次のW杯はカタール、ビジネスチャンス狙う地元起業家たち
一方でアル・ヌアイミ氏は、起業家精神の育成や長期的な経済の多様化に関する活動の多くは、W杯が「きっかけ」となっているものの、仮にW杯がなかったとしても検討されていた可能性が高いと指摘する。
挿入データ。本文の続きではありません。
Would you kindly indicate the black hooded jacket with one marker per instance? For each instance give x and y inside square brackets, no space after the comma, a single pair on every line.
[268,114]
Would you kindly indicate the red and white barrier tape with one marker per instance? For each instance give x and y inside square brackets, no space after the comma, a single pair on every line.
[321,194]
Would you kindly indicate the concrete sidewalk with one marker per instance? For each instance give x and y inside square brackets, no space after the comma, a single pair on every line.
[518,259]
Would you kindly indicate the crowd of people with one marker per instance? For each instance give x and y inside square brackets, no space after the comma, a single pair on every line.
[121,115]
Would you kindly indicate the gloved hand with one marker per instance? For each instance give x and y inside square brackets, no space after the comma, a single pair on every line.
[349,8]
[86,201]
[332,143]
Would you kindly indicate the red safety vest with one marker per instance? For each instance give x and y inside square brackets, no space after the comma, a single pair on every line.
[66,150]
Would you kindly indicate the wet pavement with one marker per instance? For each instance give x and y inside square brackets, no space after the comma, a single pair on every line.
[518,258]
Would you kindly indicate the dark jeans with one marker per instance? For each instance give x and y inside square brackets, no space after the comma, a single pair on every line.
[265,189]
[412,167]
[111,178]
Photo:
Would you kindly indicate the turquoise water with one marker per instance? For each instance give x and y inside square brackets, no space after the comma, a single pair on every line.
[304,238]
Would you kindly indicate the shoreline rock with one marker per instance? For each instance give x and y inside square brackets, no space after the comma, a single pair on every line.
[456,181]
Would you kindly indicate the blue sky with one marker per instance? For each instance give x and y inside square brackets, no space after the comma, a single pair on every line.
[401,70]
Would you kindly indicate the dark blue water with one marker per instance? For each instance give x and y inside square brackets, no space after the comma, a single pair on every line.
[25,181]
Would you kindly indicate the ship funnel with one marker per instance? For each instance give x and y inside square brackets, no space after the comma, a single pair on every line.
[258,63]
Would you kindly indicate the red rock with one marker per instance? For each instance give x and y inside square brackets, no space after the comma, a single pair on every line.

カタールは過去10年間に、金融、教育、観光、文化、医療の各分野の新たな制度作りに数十億ドルを費やしてきた。ただ、ドバイに拠点を置く新興のデータプラットフォーム、マグニットの調査によると、カタールのスタートアップ・エコシステムは、アラブ首長国連邦(UAE)やサウジアラビアなどの近隣諸国のそれと比べ、はるかにアクティビティが少ない。
アラビア人のハイテク専門家・起業家向けハブサイト「アラブネット」のビジネスインテリジェンス部門の記録によると、2013年から2017年までの4年間に投資を受けたハイテク新興企業の数は、UAEが298社、エジプトが169社、レバノンが162社だったのに対し、カタールはわずか3社だった。
それでも、カタール開発銀行は2017年に同行だけで、新興企業との間で11件の投資契約を結んだとしている。またカタール・ビジネス・インキュベーション・センター(QBIC)などの組織・団体もここ数年、W杯関連か否かに関わらず、カタールの民間企業の設立を支援している。